A friend of mine remarked this morning how wonderful it was to be able to get up and get washed and have at least a glass of juice. All of this without a hangover and dread of the day ahead. Instead to look forward to another day of sobriety, to once again commit oneself to a higher power, and ask for God’s will and the strength to carry that out. And, as my sponsor used to say, to walk side by side with other men in simple human dignity.
As I write this, I recall that there was once a time, when I couldn’t conceive of anything like this. It was a time, when soaked in alcohol, I thought of how could I face another day. I didn’t want to. Instead I just wanted to die. Life was dark and dangerous. My only interest was in where and when could I get that next drink. As for dignity, I had none. I didn’t even respect myself.
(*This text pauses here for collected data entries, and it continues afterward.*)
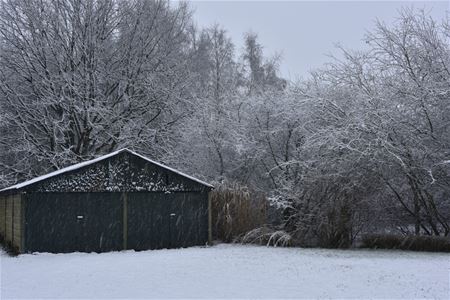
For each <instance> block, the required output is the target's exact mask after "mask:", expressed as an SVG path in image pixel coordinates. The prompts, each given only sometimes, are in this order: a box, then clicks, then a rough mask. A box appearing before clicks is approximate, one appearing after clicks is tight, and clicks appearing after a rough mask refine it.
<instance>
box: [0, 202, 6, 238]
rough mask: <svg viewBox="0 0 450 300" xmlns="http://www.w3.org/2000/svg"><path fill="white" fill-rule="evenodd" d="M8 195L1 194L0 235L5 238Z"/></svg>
mask: <svg viewBox="0 0 450 300" xmlns="http://www.w3.org/2000/svg"><path fill="white" fill-rule="evenodd" d="M5 213H6V196H0V235H1V237H2V239H4V238H5V221H6V219H5Z"/></svg>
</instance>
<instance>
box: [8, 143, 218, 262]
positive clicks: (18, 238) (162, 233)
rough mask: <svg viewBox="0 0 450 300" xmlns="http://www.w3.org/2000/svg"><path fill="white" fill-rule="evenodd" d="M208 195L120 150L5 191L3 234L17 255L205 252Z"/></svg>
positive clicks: (145, 160)
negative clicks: (177, 250) (134, 251)
mask: <svg viewBox="0 0 450 300" xmlns="http://www.w3.org/2000/svg"><path fill="white" fill-rule="evenodd" d="M211 189H212V186H211V185H209V184H208V183H206V182H203V181H200V180H198V179H196V178H193V177H191V176H188V175H186V174H183V173H181V172H179V171H177V170H174V169H171V168H169V167H167V166H164V165H162V164H160V163H157V162H155V161H152V160H150V159H148V158H146V157H144V156H142V155H139V154H137V153H135V152H133V151H130V150H128V149H122V150H119V151H116V152H113V153H110V154H108V155H105V156H102V157H99V158H96V159H93V160H90V161H86V162H82V163H79V164H75V165H73V166H70V167H67V168H64V169H61V170H58V171H55V172H52V173H50V174H47V175H44V176H40V177H37V178H34V179H32V180H29V181H26V182H23V183H20V184H17V185H14V186H12V187H9V188H6V189H3V190H0V234H1V236H2V237H3V240H4V241H5V242H6V243H8V244H10V245H11V246H12V247H14V248H15V249H16V251H18V252H19V253H26V252H54V253H58V252H74V251H81V252H105V251H115V250H124V249H135V250H147V249H160V248H178V247H188V246H194V245H204V244H205V243H207V242H208V240H209V239H210V233H211V224H210V222H211V216H210V213H209V211H210V203H209V200H208V192H209V191H210V190H211Z"/></svg>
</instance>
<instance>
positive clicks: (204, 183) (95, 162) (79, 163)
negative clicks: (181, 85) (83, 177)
mask: <svg viewBox="0 0 450 300" xmlns="http://www.w3.org/2000/svg"><path fill="white" fill-rule="evenodd" d="M121 152H128V153H131V154H133V155H135V156H138V157H140V158H142V159H144V160H146V161H148V162H150V163H152V164H155V165H157V166H159V167H161V168H164V169H166V170H169V171H171V172H174V173H176V174H178V175H181V176H183V177H186V178H188V179H191V180H193V181H195V182H198V183H200V184H202V185H205V186H208V187H210V188H213V186H212V185H210V184H209V183H207V182H204V181H202V180H200V179H197V178H195V177H192V176H190V175H187V174H185V173H183V172H181V171H178V170H175V169H173V168H171V167H168V166H166V165H163V164H161V163H159V162H156V161H154V160H151V159H150V158H148V157H145V156H143V155H141V154H139V153H136V152H134V151H132V150H130V149H128V148H122V149H120V150H117V151H114V152H111V153H108V154H105V155H102V156H99V157H97V158H94V159H91V160H87V161H84V162H80V163H77V164H74V165H71V166H68V167H65V168H62V169H59V170H56V171H53V172H50V173H48V174H45V175H42V176H38V177H35V178H33V179H30V180H27V181H24V182H21V183H18V184H15V185H13V186H10V187H7V188H4V189H2V190H0V192H4V191H9V190H15V189H21V188H23V187H26V186H28V185H31V184H33V183H36V182H39V181H42V180H45V179H48V178H51V177H54V176H57V175H60V174H63V173H66V172H70V171H73V170H78V169H80V168H83V167H86V166H89V165H92V164H94V163H96V162H99V161H102V160H105V159H107V158H110V157H113V156H115V155H117V154H119V153H121Z"/></svg>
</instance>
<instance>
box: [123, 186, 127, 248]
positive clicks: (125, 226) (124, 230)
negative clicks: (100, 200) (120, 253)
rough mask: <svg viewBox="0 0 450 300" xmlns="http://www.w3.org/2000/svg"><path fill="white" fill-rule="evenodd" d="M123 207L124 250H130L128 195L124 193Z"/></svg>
mask: <svg viewBox="0 0 450 300" xmlns="http://www.w3.org/2000/svg"><path fill="white" fill-rule="evenodd" d="M122 199H123V206H122V210H123V212H122V214H123V220H122V222H123V250H128V194H127V192H123V193H122Z"/></svg>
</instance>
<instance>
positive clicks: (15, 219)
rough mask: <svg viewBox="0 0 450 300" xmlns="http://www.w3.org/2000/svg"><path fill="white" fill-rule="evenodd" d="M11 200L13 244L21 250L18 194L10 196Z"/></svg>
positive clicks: (21, 226)
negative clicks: (12, 217) (11, 202)
mask: <svg viewBox="0 0 450 300" xmlns="http://www.w3.org/2000/svg"><path fill="white" fill-rule="evenodd" d="M12 202H13V226H12V227H13V241H12V244H13V246H14V247H15V248H16V249H17V250H18V251H19V252H21V250H22V249H21V248H22V247H21V245H22V201H21V199H20V194H16V195H14V196H12Z"/></svg>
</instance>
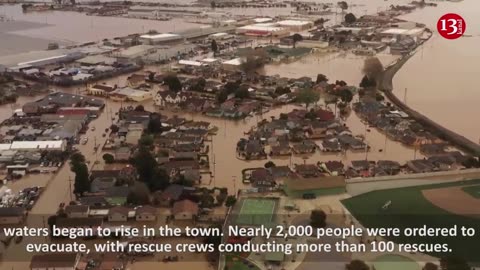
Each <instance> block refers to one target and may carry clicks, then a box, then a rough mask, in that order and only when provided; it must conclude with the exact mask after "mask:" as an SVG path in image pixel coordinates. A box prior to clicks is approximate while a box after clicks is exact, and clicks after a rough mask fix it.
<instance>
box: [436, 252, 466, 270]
mask: <svg viewBox="0 0 480 270" xmlns="http://www.w3.org/2000/svg"><path fill="white" fill-rule="evenodd" d="M440 269H442V270H471V268H470V266H469V265H468V263H467V261H466V260H465V259H463V258H462V257H459V256H457V255H447V256H445V257H442V258H441V259H440Z"/></svg>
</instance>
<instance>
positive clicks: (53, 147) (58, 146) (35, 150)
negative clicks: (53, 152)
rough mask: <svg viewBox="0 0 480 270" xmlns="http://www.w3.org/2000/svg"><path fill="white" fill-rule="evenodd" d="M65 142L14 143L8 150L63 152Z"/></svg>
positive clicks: (64, 149) (36, 142)
mask: <svg viewBox="0 0 480 270" xmlns="http://www.w3.org/2000/svg"><path fill="white" fill-rule="evenodd" d="M66 147H67V142H66V141H63V140H58V141H14V142H12V143H11V144H10V150H21V151H65V150H66Z"/></svg>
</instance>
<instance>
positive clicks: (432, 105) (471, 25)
mask: <svg viewBox="0 0 480 270" xmlns="http://www.w3.org/2000/svg"><path fill="white" fill-rule="evenodd" d="M450 12H454V13H457V14H460V15H461V16H462V17H463V18H464V19H465V21H466V24H467V29H466V33H465V35H467V36H466V37H462V38H459V39H457V40H447V39H443V38H442V37H440V36H439V35H436V34H435V35H434V37H433V38H432V39H431V40H430V41H428V42H427V43H426V45H425V47H424V49H423V50H420V51H419V52H418V53H417V54H416V55H415V56H414V57H413V58H412V59H410V60H409V61H408V62H407V63H406V64H405V66H404V67H403V68H402V69H401V70H400V71H399V72H398V74H397V76H396V77H395V78H394V82H393V83H394V89H395V93H396V95H397V96H398V97H400V98H402V99H403V98H404V96H405V92H406V93H407V94H406V102H407V104H408V105H409V106H411V107H412V108H414V109H416V110H418V111H419V112H422V113H424V114H425V115H427V116H428V117H430V118H431V119H432V120H434V121H437V122H438V123H440V124H442V125H444V126H446V127H447V128H450V129H452V130H453V131H455V132H457V133H460V134H462V135H464V136H465V137H467V138H469V139H470V140H472V141H473V142H476V143H478V142H479V138H480V128H479V127H478V125H475V124H472V123H471V121H469V119H471V118H472V117H475V116H476V115H478V114H480V107H479V106H478V101H479V100H480V91H478V89H477V88H478V87H476V86H477V85H479V84H480V77H479V76H478V70H480V52H479V51H478V44H479V42H480V28H479V27H478V25H479V24H480V3H479V2H478V1H475V0H465V1H463V2H460V3H449V2H442V3H439V5H438V7H437V8H432V9H428V10H418V11H416V12H414V13H411V14H408V15H406V16H404V17H402V18H404V19H407V20H413V21H417V22H421V23H425V24H426V25H427V26H428V27H430V28H431V29H436V23H437V20H438V18H440V16H442V15H443V14H445V13H450ZM405 89H407V90H406V91H405Z"/></svg>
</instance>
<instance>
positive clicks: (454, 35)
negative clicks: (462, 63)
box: [437, 13, 467, 39]
mask: <svg viewBox="0 0 480 270" xmlns="http://www.w3.org/2000/svg"><path fill="white" fill-rule="evenodd" d="M466 29H467V24H466V23H465V20H464V19H463V18H462V16H460V15H458V14H455V13H448V14H445V15H443V16H442V17H441V18H440V19H439V20H438V22H437V30H438V33H440V35H441V36H442V37H444V38H446V39H457V38H459V37H461V36H462V35H463V34H464V33H465V30H466Z"/></svg>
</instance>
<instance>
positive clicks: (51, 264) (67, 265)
mask: <svg viewBox="0 0 480 270" xmlns="http://www.w3.org/2000/svg"><path fill="white" fill-rule="evenodd" d="M79 261H80V254H78V253H51V254H39V255H34V256H33V257H32V260H31V261H30V270H75V269H77V265H78V262H79Z"/></svg>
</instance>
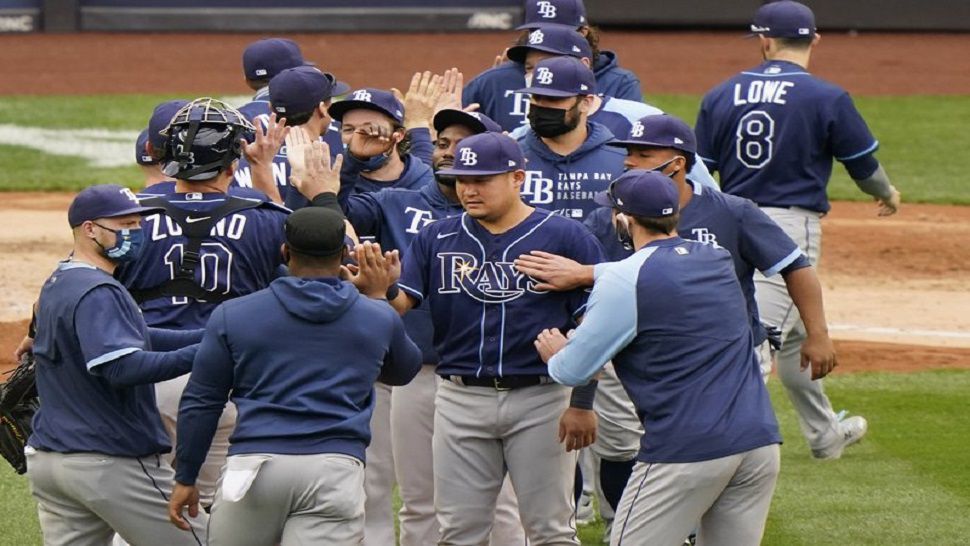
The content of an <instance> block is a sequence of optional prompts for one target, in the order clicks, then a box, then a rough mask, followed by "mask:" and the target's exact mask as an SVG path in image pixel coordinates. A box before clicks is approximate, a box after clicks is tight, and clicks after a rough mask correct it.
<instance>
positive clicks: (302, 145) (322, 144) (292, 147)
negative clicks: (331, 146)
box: [286, 129, 344, 201]
mask: <svg viewBox="0 0 970 546" xmlns="http://www.w3.org/2000/svg"><path fill="white" fill-rule="evenodd" d="M286 146H287V160H288V161H289V162H290V167H291V174H290V181H291V182H292V184H293V186H294V187H296V189H297V191H299V192H300V194H302V195H303V196H304V197H306V198H307V199H310V200H311V201H312V200H313V198H314V197H316V196H318V195H320V194H321V193H339V192H340V168H341V167H342V166H343V160H344V158H343V155H339V154H338V155H337V157H336V158H335V159H334V160H333V161H332V162H331V161H330V146H328V145H327V143H326V142H321V141H320V140H317V139H311V138H310V137H309V135H307V134H306V132H305V131H303V130H302V129H299V130H295V131H292V132H291V133H290V136H288V137H287V139H286ZM291 146H292V147H291Z"/></svg>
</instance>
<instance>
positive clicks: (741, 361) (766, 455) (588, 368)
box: [536, 170, 781, 546]
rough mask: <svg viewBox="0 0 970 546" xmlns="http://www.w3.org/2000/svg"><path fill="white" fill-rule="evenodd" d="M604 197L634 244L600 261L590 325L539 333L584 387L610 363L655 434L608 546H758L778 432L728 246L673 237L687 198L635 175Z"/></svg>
mask: <svg viewBox="0 0 970 546" xmlns="http://www.w3.org/2000/svg"><path fill="white" fill-rule="evenodd" d="M607 195H608V197H609V199H610V200H611V201H612V203H613V205H612V206H613V208H614V209H615V210H616V211H617V217H618V218H619V219H620V222H621V223H623V224H625V225H627V226H628V229H629V232H630V236H631V237H632V239H633V245H634V248H636V249H637V251H636V253H634V254H633V256H631V257H630V258H628V259H626V260H623V261H620V262H616V263H611V264H603V265H601V266H599V267H598V268H597V270H596V283H595V285H594V286H593V292H592V294H591V296H590V300H589V307H588V312H587V314H586V316H585V318H584V320H583V323H582V324H581V325H580V326H579V327H578V328H577V329H576V331H575V333H574V335H572V336H571V338H570V339H569V341H568V342H567V340H566V337H565V336H564V335H563V334H562V332H560V331H559V330H555V329H548V330H544V331H543V332H542V333H541V334H540V335H539V336H538V338H537V340H536V347H537V348H538V350H539V353H540V355H541V356H542V358H543V360H545V361H547V362H548V363H549V373H550V375H551V376H552V377H553V378H554V379H555V380H556V381H558V382H561V383H563V384H566V385H582V384H584V383H586V382H587V381H588V380H589V379H590V378H591V377H592V376H594V375H595V374H596V373H597V372H598V371H599V370H600V369H601V368H602V367H603V366H604V364H606V362H607V361H608V360H609V359H612V360H613V364H614V367H615V368H616V373H617V375H618V376H619V378H620V380H621V381H622V382H623V385H624V387H625V388H626V390H627V392H628V393H630V396H631V398H632V400H633V403H634V404H635V405H636V408H637V412H638V414H639V415H640V416H641V417H642V419H643V428H644V429H645V430H646V431H647V433H646V434H645V435H643V437H642V440H641V444H640V453H639V455H638V456H637V464H636V467H635V468H634V471H633V474H632V476H631V477H630V481H629V484H628V486H627V492H626V494H624V495H623V500H622V501H621V502H620V506H619V509H618V510H617V514H616V517H617V519H616V522H615V523H614V525H613V532H612V536H611V539H610V544H611V545H612V546H620V545H634V544H635V545H641V544H680V543H681V542H682V541H683V540H684V538H685V537H687V536H688V534H689V533H690V532H691V530H692V529H693V528H694V526H695V525H696V524H697V522H698V521H699V522H700V527H699V530H698V536H697V539H698V543H699V544H732V545H739V546H746V545H757V544H760V542H761V536H762V534H763V532H764V526H765V521H766V519H767V517H768V508H769V506H770V504H771V497H772V494H773V492H774V487H775V482H776V480H777V477H778V471H779V466H780V457H779V449H778V444H779V443H781V435H780V434H779V432H778V424H777V422H776V420H775V415H774V412H773V410H772V408H771V400H770V399H769V397H768V391H767V390H766V389H765V385H764V382H763V381H762V379H761V375H760V373H759V371H758V367H757V364H756V356H755V351H754V347H753V345H752V337H751V328H750V327H749V326H748V317H747V306H746V305H745V302H744V296H743V294H742V292H741V288H740V286H739V284H738V281H737V276H736V273H735V271H734V267H733V264H732V259H731V255H730V254H729V253H728V252H727V251H726V250H725V249H723V248H721V247H718V246H716V245H711V244H704V243H697V242H693V241H687V240H684V239H682V238H680V237H679V236H677V227H676V226H677V223H678V220H679V219H678V207H679V203H678V202H679V200H680V196H679V195H678V191H677V189H676V187H675V186H674V184H673V183H672V182H671V181H670V179H669V178H668V177H667V176H665V175H663V174H661V173H658V172H650V171H643V170H632V171H629V172H627V173H625V174H624V175H623V176H621V177H620V178H618V179H617V180H616V181H615V183H614V184H612V185H611V186H610V189H609V192H608V194H607Z"/></svg>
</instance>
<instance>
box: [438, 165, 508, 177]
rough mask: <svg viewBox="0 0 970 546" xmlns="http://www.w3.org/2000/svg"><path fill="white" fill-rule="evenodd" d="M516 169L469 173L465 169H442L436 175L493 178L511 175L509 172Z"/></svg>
mask: <svg viewBox="0 0 970 546" xmlns="http://www.w3.org/2000/svg"><path fill="white" fill-rule="evenodd" d="M516 169H518V167H516V168H515V169H509V170H505V171H496V170H494V169H493V170H484V171H482V170H477V171H469V170H465V169H441V170H440V171H438V172H437V173H435V174H438V175H443V176H455V177H459V176H492V175H496V174H505V173H509V172H512V171H514V170H516Z"/></svg>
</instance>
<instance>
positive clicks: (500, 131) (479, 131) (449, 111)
mask: <svg viewBox="0 0 970 546" xmlns="http://www.w3.org/2000/svg"><path fill="white" fill-rule="evenodd" d="M431 124H432V125H433V126H434V130H435V131H437V132H439V133H440V132H441V131H444V130H445V129H447V128H448V127H451V126H452V125H463V126H465V127H468V128H469V129H471V130H472V131H473V132H474V133H475V134H478V133H490V132H494V133H501V132H502V126H501V125H499V124H498V123H496V122H495V121H494V120H492V118H490V117H488V116H486V115H485V114H482V113H480V112H466V111H464V110H456V109H453V108H445V109H444V110H438V113H436V114H435V115H434V119H432V121H431Z"/></svg>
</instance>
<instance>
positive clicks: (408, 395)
mask: <svg viewBox="0 0 970 546" xmlns="http://www.w3.org/2000/svg"><path fill="white" fill-rule="evenodd" d="M441 381H442V379H441V378H440V377H438V375H437V374H435V373H434V366H433V365H425V366H422V367H421V371H420V372H418V375H417V377H415V378H414V379H413V380H411V382H410V383H408V384H407V385H402V386H399V387H394V388H393V389H392V391H391V448H392V451H393V452H394V474H395V476H396V477H397V484H398V489H399V492H400V494H401V510H400V512H399V513H398V518H399V521H400V524H401V535H400V545H401V546H428V545H430V544H437V543H438V541H439V540H440V539H441V529H440V526H439V525H438V516H437V514H435V509H434V469H433V467H434V453H433V450H432V447H431V445H432V439H433V436H434V399H435V393H436V392H437V390H438V384H439V383H440V382H441ZM369 466H370V465H369V464H368V467H369ZM490 543H491V545H492V546H515V545H517V544H519V545H524V544H525V530H523V529H522V523H521V522H520V521H519V507H518V503H517V502H516V499H515V493H514V492H513V491H512V486H511V483H510V482H509V480H508V478H506V480H505V483H504V484H503V486H502V491H501V493H499V497H498V503H497V505H496V507H495V522H494V526H493V527H492V534H491V541H490Z"/></svg>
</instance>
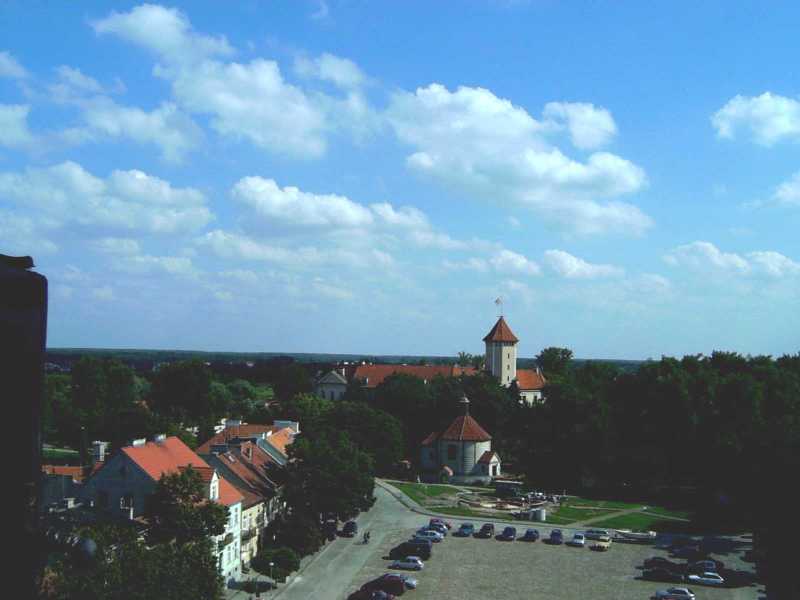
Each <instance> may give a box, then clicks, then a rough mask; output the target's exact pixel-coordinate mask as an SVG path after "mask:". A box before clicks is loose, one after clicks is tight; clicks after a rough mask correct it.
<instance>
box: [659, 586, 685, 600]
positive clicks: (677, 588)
mask: <svg viewBox="0 0 800 600" xmlns="http://www.w3.org/2000/svg"><path fill="white" fill-rule="evenodd" d="M653 599H654V600H694V592H693V591H692V590H690V589H689V588H669V589H668V590H659V591H657V592H656V593H655V595H654V596H653Z"/></svg>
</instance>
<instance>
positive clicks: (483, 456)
mask: <svg viewBox="0 0 800 600" xmlns="http://www.w3.org/2000/svg"><path fill="white" fill-rule="evenodd" d="M495 456H497V460H500V456H498V454H497V452H494V451H493V450H487V451H486V452H484V453H483V454H481V457H480V458H479V459H478V462H479V463H482V464H486V465H488V464H489V463H490V462H492V459H493V458H494V457H495Z"/></svg>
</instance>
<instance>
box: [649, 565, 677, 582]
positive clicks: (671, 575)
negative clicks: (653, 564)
mask: <svg viewBox="0 0 800 600" xmlns="http://www.w3.org/2000/svg"><path fill="white" fill-rule="evenodd" d="M642 579H648V580H650V581H674V582H682V581H685V579H684V576H683V575H681V574H680V573H676V572H675V571H670V570H669V569H664V568H656V569H645V570H644V571H642Z"/></svg>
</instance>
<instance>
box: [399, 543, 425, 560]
mask: <svg viewBox="0 0 800 600" xmlns="http://www.w3.org/2000/svg"><path fill="white" fill-rule="evenodd" d="M431 548H432V546H431V543H430V542H428V543H425V542H424V541H422V540H414V541H411V542H403V543H402V544H399V545H397V546H395V547H394V548H392V549H391V550H390V551H389V558H390V559H392V560H396V559H400V558H405V557H406V556H419V557H420V558H421V559H422V560H428V559H429V558H430V557H431Z"/></svg>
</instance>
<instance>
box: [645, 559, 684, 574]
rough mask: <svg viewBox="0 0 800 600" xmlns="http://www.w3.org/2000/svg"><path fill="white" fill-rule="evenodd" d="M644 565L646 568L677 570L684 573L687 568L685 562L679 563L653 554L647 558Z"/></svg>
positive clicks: (668, 569) (645, 567) (671, 570)
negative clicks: (653, 554)
mask: <svg viewBox="0 0 800 600" xmlns="http://www.w3.org/2000/svg"><path fill="white" fill-rule="evenodd" d="M642 566H643V567H644V568H645V569H668V570H670V571H676V572H679V573H682V572H683V571H684V570H685V569H686V565H684V564H683V563H677V562H674V561H672V560H669V559H668V558H664V557H663V556H652V557H650V558H647V559H645V561H644V563H642Z"/></svg>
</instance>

Today I was thinking about this and the joy of living. I enjoy my life in sobriety. I actually look forward to giving what I have learned and what I have found here away to others. Imagine, thinking of others than myself. Who would have dreamed that years ago? To be grateful for what has been so freely given to me?
Life has genuinely changed. I’ve changed. And it’s all due to this program. Over the years, I have had the enjoyment of watching so many others come in and benefit by what we all have found here. Imagine, again, having come from a place of selfishness and self centeredness to one where I no longer jealously want to guard what I have gained, but want it for all who desire to have the same way of life and more if it’s possible.
Anyway, this is what I was meditating on this evening.